415 BC in various calendars
- Gregorian calendar: 415 BC CDXV BC
- Ab urbe condita: 339
- Ancient Egypt era: XXVII dynasty, 111
- - Pharaoh: Darius II of Persia, 9
- Ancient Greek Olympiad (summer): 91st Olympiad, year 2
- Assyrian calendar: 4336
- Balinese saka calendar: N/A
- Bengali calendar: −1008 – −1007
- Berber calendar: 536
- Buddhist calendar: 130
- Burmese calendar: −1052
- Byzantine calendar: 5094–5095
- Chinese calendar: 乙丑年 (Wood Ox) 2283 or 2076 — to — 丙寅年 (Fire Tiger) 2284 or 2077
- Coptic calendar: −698 – −697
- Discordian calendar: 752
- Ethiopian calendar: −422 – −421
- Hebrew calendar: 3346–3347
- - Vikram Samvat: −358 – −357
- - Shaka Samvat: N/A
- - Kali Yuga: 2686–2687
- Holocene calendar: 9586
- Iranian calendar: 1036 BP – 1035 BP
- Islamic calendar: 1068 BH – 1067 BH
- Javanese calendar: N/A
- Julian calendar: N/A
- Korean calendar: 1919
- Minguo calendar: 2326 before ROC 民前2326年
- Nanakshahi calendar: −1882
- Thai solar calendar: 128–129
- Tibetan calendar: ཤིང་མོ་གླང་ལོ་ (female Wood-Ox) −288 or −669 or −1441 — to — མེ་ཕོ་སྟག་ལོ་ (male Fire-Tiger) −287 or −668 or −1440

= 415 BC =

Year 415 BC was a year of the pre-Julian Roman calendar. At the time, it was known as the Year of the Tribunate of Cossus, Vibulanus, Volusus and Cincinnatus (or, less frequently, year 339 Ab urbe condita).
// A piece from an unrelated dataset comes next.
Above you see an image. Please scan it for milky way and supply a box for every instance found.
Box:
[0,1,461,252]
The denomination 415 BC for this year has been used since the early medieval period, when the Anno Domini calendar era became the prevalent method in Europe for naming years.

== Events ==

=== By place ===
==== Greece ====
- Athenian orator and politician, Andocides is imprisoned on suspicion of having taken part in the mutilation of the sacred busts called "Hermae" shortly before the departure of Athens' military expedition to Sicily. These mutilations cause a general panic, and Andocides is induced to turn informer. Andocides' testimony is accepted, and those whom he implicates, including Alcibiades, are condemned to death. Andocides is sent into exile.
- The Athenian expedition to Sicily sets sail under Nicias, Lamachus and Alcibiades. After his departure with the armada, Alcibiades is accused of profanity and is recalled to Athens to stand trial.
- After learning that he has been condemned to death in absentia, Alcibiades defects to Sparta and Nicias is placed in charge of the Sicilian expedition. The Athenian forces land at Dascon near Syracuse but with little result. Hermocrates heads the Syracusan defence.
- Alcibiades openly joins with the Spartans and persuades them to send Gylippus to assist Syracuse and to fortify Decelea in Attica. He also encourages Ionia to revolt against Athens. As a result, a Spartan fleet soon arrives to reinforce their allies in Syracuse and a stalemate ensues.
- Construction of the Temple of Hephaestus in Athens is completed. Construction had begun in 449 BC.

=== By topic ===
==== Drama ====
- Euripides' play The Trojan Women is performed shortly after the massacre by Athenians of the male population of Melos.